NVENC HEVC ultra low latency with FFmpeg libraries, what should be my expectations?

I’m developing an application that captures raw video frames from a live source, and then uses the FFmpeg libraries (calls to av_*** etc) to filter and then encode the frames, with the encoding done using NVENC. I’m using latest FFmpeg code together with the latest NVENC SDK 10.

I am trying to reduce the latency down to the absolute minimum so I’m using the “ultra low latency” tuning info which I understand is supposed to pre-configure the more detailed settings to favour low latency.

As the trace snippet below shows, I find that I need to submit three uncompressed frames to NVENC before getting back the first encoded frame. Thereafter, the output is always two frames behind the input, which in a 50fps stream is a sizeable 40ms delay.
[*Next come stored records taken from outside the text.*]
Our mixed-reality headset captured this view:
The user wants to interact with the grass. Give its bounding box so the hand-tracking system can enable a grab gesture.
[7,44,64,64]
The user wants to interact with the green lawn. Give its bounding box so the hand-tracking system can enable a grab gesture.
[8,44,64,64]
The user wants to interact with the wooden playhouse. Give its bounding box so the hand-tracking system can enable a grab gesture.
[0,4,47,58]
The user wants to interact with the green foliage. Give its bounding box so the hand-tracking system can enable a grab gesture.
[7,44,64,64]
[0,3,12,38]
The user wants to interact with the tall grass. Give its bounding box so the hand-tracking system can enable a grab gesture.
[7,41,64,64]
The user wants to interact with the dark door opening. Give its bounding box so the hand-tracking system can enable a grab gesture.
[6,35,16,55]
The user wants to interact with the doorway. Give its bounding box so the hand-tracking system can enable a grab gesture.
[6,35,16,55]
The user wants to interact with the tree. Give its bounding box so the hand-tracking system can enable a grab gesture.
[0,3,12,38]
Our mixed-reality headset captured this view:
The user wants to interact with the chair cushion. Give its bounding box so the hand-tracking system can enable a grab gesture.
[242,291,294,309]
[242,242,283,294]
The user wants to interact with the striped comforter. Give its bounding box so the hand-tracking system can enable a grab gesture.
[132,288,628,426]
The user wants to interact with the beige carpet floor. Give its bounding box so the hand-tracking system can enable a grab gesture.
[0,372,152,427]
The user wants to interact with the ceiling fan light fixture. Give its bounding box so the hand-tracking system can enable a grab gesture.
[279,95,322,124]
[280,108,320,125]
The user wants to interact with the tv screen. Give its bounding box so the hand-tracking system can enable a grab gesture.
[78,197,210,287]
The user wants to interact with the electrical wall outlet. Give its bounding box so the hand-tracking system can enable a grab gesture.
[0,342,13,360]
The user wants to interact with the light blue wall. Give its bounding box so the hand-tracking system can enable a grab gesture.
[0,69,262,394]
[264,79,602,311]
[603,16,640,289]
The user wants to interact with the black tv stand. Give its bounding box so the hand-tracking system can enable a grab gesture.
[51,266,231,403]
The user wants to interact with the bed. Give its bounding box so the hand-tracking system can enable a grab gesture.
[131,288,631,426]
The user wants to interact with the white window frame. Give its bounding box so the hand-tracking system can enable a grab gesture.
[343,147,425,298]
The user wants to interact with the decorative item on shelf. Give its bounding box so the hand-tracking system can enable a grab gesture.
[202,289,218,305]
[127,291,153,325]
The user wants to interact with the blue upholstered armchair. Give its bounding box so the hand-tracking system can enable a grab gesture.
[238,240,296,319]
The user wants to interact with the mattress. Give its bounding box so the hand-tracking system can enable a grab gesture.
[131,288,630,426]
Is this expected, or is there a way to reduce the latency down further? Ideally I’d submit one frame and be able to read back an encoded one right away, i.e. the compression algorithm would only be “looking back” rather than “looking forward” (and thus having to wait for more frames).

Perhaps it’s an issue with FFmpeg, but before I go down that road, I wanted to ask the developers here what should be possible with NVENC in this respect, what is the minimum latency achievable with the appropriate settings, when using HEVC?

24/07/20 15:21:30.6209305 : MWDEVICE_VIDEO_SERVER_CAPTURE: Captured video frame index 1000 with pts 33865544733947
24/07/20 15:21:30.6210664 : VIDEO_SERVER_TRANSCODER_STREAM_SESSION: Decoded video frame index 1000 with pts 33865544733947
24/07/20 15:21:30.6226942 : VIDEO_SERVER_TRANSCODER_STREAM_SESSION: Filtered video frame index 1000 with pts 169327723
24/07/20 15:21:30.6418622 : MWDEVICE_VIDEO_SERVER_CAPTURE: Captured video frame index 1001 with pts 33865544732114
24/07/20 15:21:30.6419119 : VIDEO_SERVER_TRANSCODER_STREAM_SESSION: Decoded video frame index 1001 with pts 33865544933947
24/07/20 15:21:30.6435439 : VIDEO_SERVER_TRANSCODER_STREAM_SESSION: Filtered video frame index 1001 with pts 169327724
24/07/20 15:21:30.6608526 : MWDEVICE_VIDEO_SERVER_CAPTURE: Captured video frame index 1002 with pts 33865544932106
24/07/20 15:21:30.6609842 : VIDEO_SERVER_TRANSCODER_STREAM_SESSION: Decoded video frame index 1002 with pts 33865545133947
24/07/20 15:21:30.6626590 : VIDEO_SERVER_TRANSCODER_STREAM_SESSION: Filtered video frame index 1002 with pts 169327725
24/07/20 15:21:30.6631337 : VIDEO_SERVER_TRANSCODER_STREAM_SESSION: Encoded video frame index 1000 with pts 304789901400 (was 169327723)

It is weird result if there is no other performance bottleneck (for example other 100 streams encoded in parallel, using B-Frames, card is in “powersaving” (>P0 state), encoded image is huge (like 8K)…). I am using NVENC SDK directly many years with “low-latency” preset and with I+P frames only and usual one-frame encoding delay is about 1ms for 1080p.

I am going to investigate it further inside the FFmpeg code, it’s the only encode taking place but the delay seems to be caused by the fact it lags two frames behind ie it only emits the first encoded output frame after the third input frame is provided, even with B frames disabled.

I am going to add some logging to FFmpeg and try and figure out why it doesn’t emit a frame sooner.

Without B frames I assume it should provide one encoded frame for each input frame?

One encoded frame is produced for every I-P-B but in case of B-frames in “delayed” order.

Right so in the case of I-P-P mode I should get back the first encoded frame after submitting the first raw frame, the second encoded frame after submitting the second raw frame, etc, with the only delay being the execution time of the hardware to encode a frame?

If this is correct, and assuming it works fine when using the NVENC SDK directly then maybe it’s an issue with FFmpeg either incorrectly setting some configuration options or doing its own buffering or something.

Ok for the benefit of any Googlers of the future, the issue is caused by the “delay” parameter (internally referred to as async_depth) passed to FFmpeg for nvenc. The code in FFmpeg’s nvenc.c waits until this number of extra frames have been buffered before emitting any and is intended to support parallel encoding.

The problem is that its default value is INT_MAX which later gets reduced down to the number of NVENC surfaces initialised minus one, which itself has an initial value of 4 in this scenario.

It seems a bit strange that the default is not for the (surely?) more common case of non-parallel encoding but there you go.